Local temperatures and local terms in modular Hamiltonians

TL;DR

This paper explores the concept of local temperatures in quantum field theories, revealing their universal features, especially in two dimensions, and analyzing the structure of modular Hamiltonians across different dimensions.

Contribution

It introduces a framework for defining local temperatures via relative entropy, investigates their universality, and characterizes local terms in modular Hamiltonians for various theories and dimensions.

Findings

Local temperatures can be defined for any quantum field theory and region.

In 2D, local temperatures may originate from stress tensor terms in the modular Hamiltonian.

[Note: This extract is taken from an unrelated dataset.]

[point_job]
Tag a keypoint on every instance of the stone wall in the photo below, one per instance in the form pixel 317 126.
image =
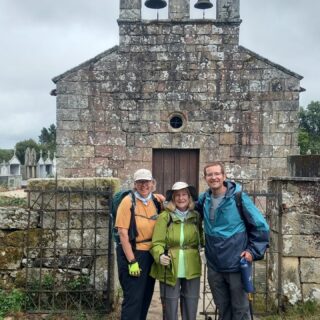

In dimensions ≥3, local terms cannot be solely from the stress tensor, and their structure varies.

Abstract

We show there are analogues to the Unruh temperature that can be defined for any quantum field theory and region of the space. These local temperatures are defined using relative entropy with localized excitations. We show important restrictions arise from relative entropy inequalities and causal propagation between Cauchy surfaces. These suggest a large amount of universality for local temperatures, specially the ones affecting null directions. For regions with any number of intervals in two space-time dimensions the local temperatures might arise from a term in the modular Hamiltonian proportional to the stress tensor. We argue this term might be universal, with a coefficient that is the same for any theory, and check analytically and numerically this is the case for free massive scalar and Dirac fields. In dimensions $d\ge 3$ the local terms in the modular Hamiltonian producing these local temperatures cannot be formed exclusively from the stress tensor. For a free scalar field we classify the structure of the local terms.